紫陽花の短編集物語#5

主人公 白石 透(しらいし とおる)/高2
 家族の前では本音を飲み込むタイプ。
 外ではちゃんと話せるのに、「家族だからこそ言えない」主人公。

父 白石 恒一(こういち)
寡黙で正論派。「家族なんだから分かるだろ」が口癖。

母 白石 真紀(まき)
 気遣い屋だが、問題を深掘りしない。平和を優先するタイプ。

兄 白石 悠真(ゆうま)
 要領がよく、家族の中心人物。悪気なく透を置いていく存在。

妹 白石 結菜(ゆいな)
 素直で甘え上手。透の「言えなさ」に気づいていない。







家族だから、言えなかった① 本音は外にある
【場面:学校・放課後】
友人「透って話しやすいよね」
透「そう?」

【家・夕食】
父・恒一「今日の成績は?」
透「……普通」
兄・悠真「普通って一番ダメじゃん」
悠真の笑い声。
透(心の声)「外では話せるのに、家では言葉が消える。」



家族だから、言えなかった② 分かってる、の一言
【場面:リビング】
母・真紀「透、何かあった?」
透「……別に」
父・恒一「家族なんだから分かるだろ」
透(心の声)「分かってほしかったのは、聞いてもらうことだった。」
自室に行き、自室で透は天井を見る。

家族だから、言えなかった③ 近すぎる距離
【場面:回想・小学生】
透「やりたくない」
父「家族なんだから我慢しろ」

【現在・朝】
妹・結菜「お兄ちゃん、先行くね!」
ドアが閉まる。
透(心の声)「家族は近すぎて、本音を置く場所がない。
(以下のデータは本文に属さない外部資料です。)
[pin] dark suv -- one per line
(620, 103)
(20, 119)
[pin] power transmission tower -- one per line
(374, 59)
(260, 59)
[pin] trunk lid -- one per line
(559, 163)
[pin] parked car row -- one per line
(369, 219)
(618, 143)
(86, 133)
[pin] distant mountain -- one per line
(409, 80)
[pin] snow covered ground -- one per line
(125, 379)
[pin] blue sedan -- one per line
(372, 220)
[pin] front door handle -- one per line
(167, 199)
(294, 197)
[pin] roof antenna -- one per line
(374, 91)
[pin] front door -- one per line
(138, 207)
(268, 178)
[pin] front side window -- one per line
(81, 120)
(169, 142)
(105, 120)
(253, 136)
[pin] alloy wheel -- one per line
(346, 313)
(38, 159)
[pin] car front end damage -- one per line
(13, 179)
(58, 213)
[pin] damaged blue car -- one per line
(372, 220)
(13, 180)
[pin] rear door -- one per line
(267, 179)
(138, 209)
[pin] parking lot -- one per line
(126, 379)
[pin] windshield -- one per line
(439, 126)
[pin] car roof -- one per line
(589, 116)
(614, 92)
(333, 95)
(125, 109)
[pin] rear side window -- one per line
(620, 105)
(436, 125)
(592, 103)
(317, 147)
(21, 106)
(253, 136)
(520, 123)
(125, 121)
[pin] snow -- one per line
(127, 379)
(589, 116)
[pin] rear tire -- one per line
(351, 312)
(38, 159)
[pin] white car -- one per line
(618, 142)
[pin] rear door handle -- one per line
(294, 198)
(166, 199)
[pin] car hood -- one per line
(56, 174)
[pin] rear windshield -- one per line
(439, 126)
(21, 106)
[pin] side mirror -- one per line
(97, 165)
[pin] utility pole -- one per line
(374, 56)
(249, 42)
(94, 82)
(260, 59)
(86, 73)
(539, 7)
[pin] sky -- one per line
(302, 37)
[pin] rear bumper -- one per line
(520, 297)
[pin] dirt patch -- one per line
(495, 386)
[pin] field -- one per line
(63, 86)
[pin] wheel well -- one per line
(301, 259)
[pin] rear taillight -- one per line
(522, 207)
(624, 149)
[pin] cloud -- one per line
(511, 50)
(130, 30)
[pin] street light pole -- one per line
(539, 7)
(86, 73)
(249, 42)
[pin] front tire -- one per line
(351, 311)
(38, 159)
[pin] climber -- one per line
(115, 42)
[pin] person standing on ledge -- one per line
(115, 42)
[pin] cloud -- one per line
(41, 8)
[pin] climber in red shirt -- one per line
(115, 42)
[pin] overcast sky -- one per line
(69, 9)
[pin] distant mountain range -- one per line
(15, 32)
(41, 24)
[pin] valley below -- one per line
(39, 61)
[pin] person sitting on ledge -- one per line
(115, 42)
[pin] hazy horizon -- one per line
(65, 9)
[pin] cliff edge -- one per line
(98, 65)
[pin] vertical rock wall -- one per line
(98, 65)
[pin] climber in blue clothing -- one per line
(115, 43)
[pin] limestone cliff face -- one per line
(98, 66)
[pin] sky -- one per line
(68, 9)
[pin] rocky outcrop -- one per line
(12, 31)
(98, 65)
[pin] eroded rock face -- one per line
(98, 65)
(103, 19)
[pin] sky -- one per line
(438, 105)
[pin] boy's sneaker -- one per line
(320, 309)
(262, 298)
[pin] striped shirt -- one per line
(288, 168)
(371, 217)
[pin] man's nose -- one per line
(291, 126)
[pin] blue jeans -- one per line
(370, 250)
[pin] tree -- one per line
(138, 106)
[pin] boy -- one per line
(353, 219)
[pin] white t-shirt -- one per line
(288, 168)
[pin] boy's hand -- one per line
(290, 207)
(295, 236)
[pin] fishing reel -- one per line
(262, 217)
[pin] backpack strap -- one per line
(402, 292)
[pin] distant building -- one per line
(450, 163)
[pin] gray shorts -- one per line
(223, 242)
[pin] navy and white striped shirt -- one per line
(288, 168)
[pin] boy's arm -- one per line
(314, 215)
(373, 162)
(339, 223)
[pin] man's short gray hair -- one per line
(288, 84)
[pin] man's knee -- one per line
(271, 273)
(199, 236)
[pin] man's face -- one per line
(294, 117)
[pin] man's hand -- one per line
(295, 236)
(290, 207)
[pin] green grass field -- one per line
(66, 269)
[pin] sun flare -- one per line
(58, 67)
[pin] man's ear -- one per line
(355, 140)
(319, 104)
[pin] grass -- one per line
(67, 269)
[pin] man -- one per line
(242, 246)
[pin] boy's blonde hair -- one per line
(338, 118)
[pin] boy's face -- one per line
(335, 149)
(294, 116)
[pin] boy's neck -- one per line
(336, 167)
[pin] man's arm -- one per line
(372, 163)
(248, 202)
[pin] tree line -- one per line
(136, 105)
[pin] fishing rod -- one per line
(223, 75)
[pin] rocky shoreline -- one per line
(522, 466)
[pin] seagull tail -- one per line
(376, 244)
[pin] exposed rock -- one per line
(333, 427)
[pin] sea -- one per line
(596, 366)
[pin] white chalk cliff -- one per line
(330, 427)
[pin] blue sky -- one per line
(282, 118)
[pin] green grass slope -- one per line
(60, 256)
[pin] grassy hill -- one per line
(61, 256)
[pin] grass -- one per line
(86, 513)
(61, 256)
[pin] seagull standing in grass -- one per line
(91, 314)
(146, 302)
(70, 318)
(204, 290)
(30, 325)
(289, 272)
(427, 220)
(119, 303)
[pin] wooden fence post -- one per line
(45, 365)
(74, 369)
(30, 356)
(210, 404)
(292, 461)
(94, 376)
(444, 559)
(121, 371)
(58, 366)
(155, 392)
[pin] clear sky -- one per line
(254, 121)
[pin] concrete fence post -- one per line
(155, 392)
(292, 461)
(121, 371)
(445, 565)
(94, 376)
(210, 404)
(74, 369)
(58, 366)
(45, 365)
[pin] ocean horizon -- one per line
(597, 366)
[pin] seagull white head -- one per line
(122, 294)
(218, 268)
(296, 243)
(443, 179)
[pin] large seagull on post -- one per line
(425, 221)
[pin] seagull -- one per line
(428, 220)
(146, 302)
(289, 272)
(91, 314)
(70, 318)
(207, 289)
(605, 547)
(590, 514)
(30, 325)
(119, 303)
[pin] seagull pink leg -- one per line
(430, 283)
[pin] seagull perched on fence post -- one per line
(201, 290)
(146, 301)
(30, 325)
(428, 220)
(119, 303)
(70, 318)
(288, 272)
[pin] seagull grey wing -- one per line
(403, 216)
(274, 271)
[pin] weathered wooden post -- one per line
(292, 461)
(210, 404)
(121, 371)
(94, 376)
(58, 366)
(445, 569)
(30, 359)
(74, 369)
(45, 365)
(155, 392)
」

家族だから、言えなかった④ 言えない理由
【場面:夜・キッチン】
兄・悠真「透ってさ、文句言わないよな」
透「……言っても変わらないし」
悠真「家族なんだからさ」
その言葉に、透が俯く。
透(心の声)「壊したくなかった。この“普通”を。」

家族だから、言えなかった⑤ 初めての沈黙
【場面:夕食】
父・恒一「透は将来どうする?」
沈黙。
母・真紀「透?」
透「……分からない」
父「考えが足りない」
透「(立ち上がって)足りないのは、話す時間だよ」
家族、固まる。

家族だから、言えなかった≪最終話≫ それでも、家族
【場面:朝】
母・真紀「昨日は…ごめんね」
透「全部分かってほしいわけじゃない。俺の方こそ、ごめんなさい」

【玄関】
父・恒一「……聞く。これからは」
透、少し驚く。
透(心の声)「家族だから言えなかった。でも、家族だから言ってみようと思った。」


ナレーション「家族だから、言えなかった。でもきっと、家族だから、言える日が来る。」